Move the track towards the lower side of the chest. Choose the power you can control, and don’t shake your body (Figure China is the Olympiad fitness champion Brandon. He is a big man. Whatever you do is right, we still have to complete the action steadily). The outer side of the forehand grip muscle stimulates more teres major muscle, and the side of the backhand grip stimulates more inner teres major muscle.
Four. One-arm rope rowing (three prone positions)
This exercise can be trained in three prone positions: forehand and natural lying Posture and backhand. It mainly stimulates the upper part of the latissimus dorsi and teres major, and also brings it to the back of the deltoid muscle.
The difference between the three grips p>
Forehand grip: outside of target muscle
Natural grip: inside of target muscle
Backhand grip: underside of target muscle (due to the rope angle, the main Stimulate the underside of the teres major muscle and the position where the latissimus dorsi and teres major muscle are connected)
Choose a low position with the rope, sitting posture, back straight , Do not lean forward;
hold the handle virtually, squeeze the teres major muscle and the upper part of the latissimus dorsi to complete the action.

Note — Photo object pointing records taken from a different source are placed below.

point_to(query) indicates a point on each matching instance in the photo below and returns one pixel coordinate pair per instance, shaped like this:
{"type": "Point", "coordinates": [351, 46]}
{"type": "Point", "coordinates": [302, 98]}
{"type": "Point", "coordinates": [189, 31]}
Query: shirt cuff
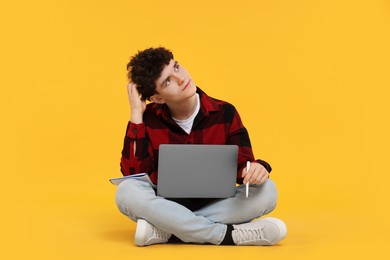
{"type": "Point", "coordinates": [266, 165]}
{"type": "Point", "coordinates": [135, 130]}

During the movement, keep your elbows back as far as possible to feel the sensation of squeezing the target muscles. However, do not move the torso back with the elbows, keep the torso stable (This is the most common error). Do not move your body in a forward-leaning state, it will become a one-arm leaning rowing, and the focus of stimulation will become the latissimus dorsi.
For general bodybuilders, they want to develop muscles It is very difficult to reach a very high level. Therefore, if we want to improve our body shape, it is better to exercise our body in a comprehensive way, effectively exercise the part of the muscles we have neglected, and make up for our weaknesses in an all-round way.